850 Powell #301 Kitchen
Purchased for $761,000 in May 2004, the 1,456 square foot Nob Hill condo known as 850 Powell Street #301 was listed for sale at $819,000 on January 8, 2010 and closed escrow with a reported contract price of $830,000 three weeks later.
Back on the market and listed at $799,000 for a year-over-year Nob Hill apple to be, the two bedroom, two bath condo at The Francesca greets you with upscale appliances in the kitchen, a fireplace, and of course that gorgeous Francesca front door.
Francesca Front Door
∙ Listing: 850 Powell Street #301 (2/2) 1,456 sqft – $799,000 [MLS]

17 thoughts on “Year Over Year In Nob Hill: 850 Powell Street #301”
  1. Check out the HOAs and parking costs! Together, they’re almost $1,500 per month! Yes, the building is lovely, location great and the unit well priced for the space, but HOAs that high make this place more appropriate for those looking to buy in the $1M+ range.

  2. Lovely exterior, entrance, and main lobby. The apartment is also nice but the Dwell staging is unfortunate and not in keeping with the Nob Hill location. They should have gone for a richer look.

  3. I believe this is a co-op from my prior look at the building. However, note; “New Owner Interview, Board Approval.” This could be a + or -.

  4. Whoa. This list price is probably not helping unit #602, also a 2BR that has been on the market for over a year at $1,170,000.

    I actually like this place a lot. Much rather be here than a sterile box a la Rincon. The HOA’s are high, but looks like they include electric, gas, water, garbage, etc. This doesn’t appear to be a co-op, but Board approval is odd for a condo…

  5. This place is very nice. I’m not a huge fan of Nob Hill because it’s kind of sterile and too paved up there, but I can see the attraction (and would be perfectly happy in this particular place), especially if you work in the financial district. Amazing that you can get this place for the same price (and ~15% less on a $/sf basis) that one paid for a 2BR place at The Beacon just 3 years ago per the other thread. The decline continues.

  6. Lovely place but am I missing something, isn’t this right across the street from what is about to become a major construction project? I could’t begin to imagine what the noise and congestion will be like (and for how long?) once that starts.

  7. Here is another higher-end “apple” one hill over that closed today after several reductions.
    http://www.redfin.com/CA/San-Francisco/1177-Filbert-St-94109/home/1152768
    10/2005: $1,350,000
    11/2006: $1,410,000
    2/2009: $1,279,000
    12/2010: $1,100,000
    So the 2009 buyer at the “bottom” smack in the middle of the financial meltdown sells 22 months later at a 14% loss (-22% from 2006), $179,000 plus transaction costs gone forever. Probably thought the $131,000 discount off the near-peak price in 2006 was a great bargain. But the “bottom” was anything but. More of this to come.
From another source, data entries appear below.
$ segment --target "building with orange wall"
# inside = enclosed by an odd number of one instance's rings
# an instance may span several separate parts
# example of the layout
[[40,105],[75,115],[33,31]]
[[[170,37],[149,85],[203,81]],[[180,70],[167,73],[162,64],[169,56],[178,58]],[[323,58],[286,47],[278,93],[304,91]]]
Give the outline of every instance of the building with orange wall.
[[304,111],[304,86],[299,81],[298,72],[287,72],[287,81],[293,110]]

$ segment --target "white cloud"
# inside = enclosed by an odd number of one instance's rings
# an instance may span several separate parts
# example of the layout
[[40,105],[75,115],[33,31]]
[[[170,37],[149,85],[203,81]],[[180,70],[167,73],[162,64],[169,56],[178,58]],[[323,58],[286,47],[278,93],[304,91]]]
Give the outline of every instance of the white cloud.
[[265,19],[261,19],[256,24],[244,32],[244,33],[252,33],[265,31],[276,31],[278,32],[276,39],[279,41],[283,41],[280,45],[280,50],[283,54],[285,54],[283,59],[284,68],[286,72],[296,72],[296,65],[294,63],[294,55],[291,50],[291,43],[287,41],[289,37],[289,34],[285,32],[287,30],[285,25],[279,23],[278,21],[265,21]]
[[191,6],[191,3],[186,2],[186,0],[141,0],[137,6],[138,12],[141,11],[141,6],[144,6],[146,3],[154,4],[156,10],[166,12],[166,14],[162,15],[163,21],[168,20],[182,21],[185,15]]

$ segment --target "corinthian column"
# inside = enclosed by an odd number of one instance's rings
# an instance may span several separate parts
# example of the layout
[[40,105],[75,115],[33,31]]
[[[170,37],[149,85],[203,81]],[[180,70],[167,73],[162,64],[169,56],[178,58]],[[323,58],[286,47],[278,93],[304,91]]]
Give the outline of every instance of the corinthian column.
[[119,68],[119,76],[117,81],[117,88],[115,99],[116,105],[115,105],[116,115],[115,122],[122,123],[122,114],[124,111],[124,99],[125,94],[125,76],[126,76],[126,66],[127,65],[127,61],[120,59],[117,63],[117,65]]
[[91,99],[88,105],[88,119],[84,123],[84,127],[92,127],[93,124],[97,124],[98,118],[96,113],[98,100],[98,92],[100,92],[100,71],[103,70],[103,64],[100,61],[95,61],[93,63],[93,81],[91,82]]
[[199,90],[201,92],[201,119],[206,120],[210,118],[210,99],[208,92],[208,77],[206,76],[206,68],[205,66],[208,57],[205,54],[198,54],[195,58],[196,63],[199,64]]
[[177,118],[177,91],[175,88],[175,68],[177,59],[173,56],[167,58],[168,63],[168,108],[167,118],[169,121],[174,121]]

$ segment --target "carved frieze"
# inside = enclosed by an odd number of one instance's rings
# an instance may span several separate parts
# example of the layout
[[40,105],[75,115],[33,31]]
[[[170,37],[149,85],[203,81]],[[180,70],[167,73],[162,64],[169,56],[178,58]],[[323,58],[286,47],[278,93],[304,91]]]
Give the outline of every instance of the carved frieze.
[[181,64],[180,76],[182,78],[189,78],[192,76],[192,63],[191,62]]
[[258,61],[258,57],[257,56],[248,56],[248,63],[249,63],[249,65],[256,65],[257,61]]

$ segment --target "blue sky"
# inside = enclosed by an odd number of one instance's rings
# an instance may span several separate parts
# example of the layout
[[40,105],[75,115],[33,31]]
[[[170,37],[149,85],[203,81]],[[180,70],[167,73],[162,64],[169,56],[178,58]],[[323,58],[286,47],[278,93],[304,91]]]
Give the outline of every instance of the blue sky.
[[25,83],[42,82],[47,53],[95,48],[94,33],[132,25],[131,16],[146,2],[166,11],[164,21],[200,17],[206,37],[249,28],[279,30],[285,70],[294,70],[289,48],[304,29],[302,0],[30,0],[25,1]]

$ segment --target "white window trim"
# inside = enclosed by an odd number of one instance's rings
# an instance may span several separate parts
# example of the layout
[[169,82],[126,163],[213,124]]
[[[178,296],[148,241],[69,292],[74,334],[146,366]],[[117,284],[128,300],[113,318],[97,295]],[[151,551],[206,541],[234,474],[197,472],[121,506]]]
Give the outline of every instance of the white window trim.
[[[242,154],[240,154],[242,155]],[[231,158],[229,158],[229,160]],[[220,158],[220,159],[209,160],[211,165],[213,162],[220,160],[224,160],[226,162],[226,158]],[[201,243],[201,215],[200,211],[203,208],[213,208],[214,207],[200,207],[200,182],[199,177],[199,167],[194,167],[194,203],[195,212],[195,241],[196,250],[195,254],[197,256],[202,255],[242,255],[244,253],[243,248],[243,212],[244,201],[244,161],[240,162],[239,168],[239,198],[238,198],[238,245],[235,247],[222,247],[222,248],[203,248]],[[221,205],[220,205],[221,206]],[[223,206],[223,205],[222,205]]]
  8. Do you ever know the state of the individual properties you constantly try to call “the market”? For all you know they painted the interiors day glo and had a tarantula collection.

  9. “For all you know they painted the interiors day glo and had a tarantula collection.”
    You’re reaching here, fluj. The link includes photos. It is a very nice place in very Real SF. “The market” is down from 2007, down from 2009, and it continues to fall today. Pretending it ain’t so doesn’t change the fact.

  10. You cannot prove that the market is down from late winter/ early spring 2009, one, and I was joking, two. But you don’t know the state of the place and it appears as if it was being lived in during this last sale and possibly staged earlier. However, that said, it’s down from Feb 2009. This condo.

  11. “you cannot prove that the market is down from late winter/ early spring 2009”
    I’ve seen plenty of evidence that it is down since then. Of course I’ve seen evidence that it is up and flat too. It depends on the nabe, the price level and the property – in other words, RE is micro. But overall while the time period you point out was ’09’s bottom and it went up from there, we appear to be in ’10’s bottom, down from late ’09 early ’10 and there are definitely properties selling for less than they did in early ’09

  12. “I’ve seen plenty of evidence that it is down since then.”
    The best data that the organic sale market might be down so far was from Morgan Stanley. Nonetheless, I expect mostly flat for a while pending some sort of change, e.g. a rise in interest rates, or the government backing off, or the government putting more stimulus into housing.
    What would be nice is if the national housing market stabilized, so that some of the heavy stimulus disappeared. The banksters know that interest rates have to rise, so it’s not worth securitizing 4% loans right now.

  13. From looking at these condos with hi HOAs it seems that they are justifiably priced a lot lower than the others. I guess that each extra 100/mo of HOAs reduces your ability to afford a loan by its after tax equivalent. I’m guessing that each $400/mo reduces ur ability to pay by 100K or more and it seems like these condos reflect that. Anyone else think so? or have noticed similar?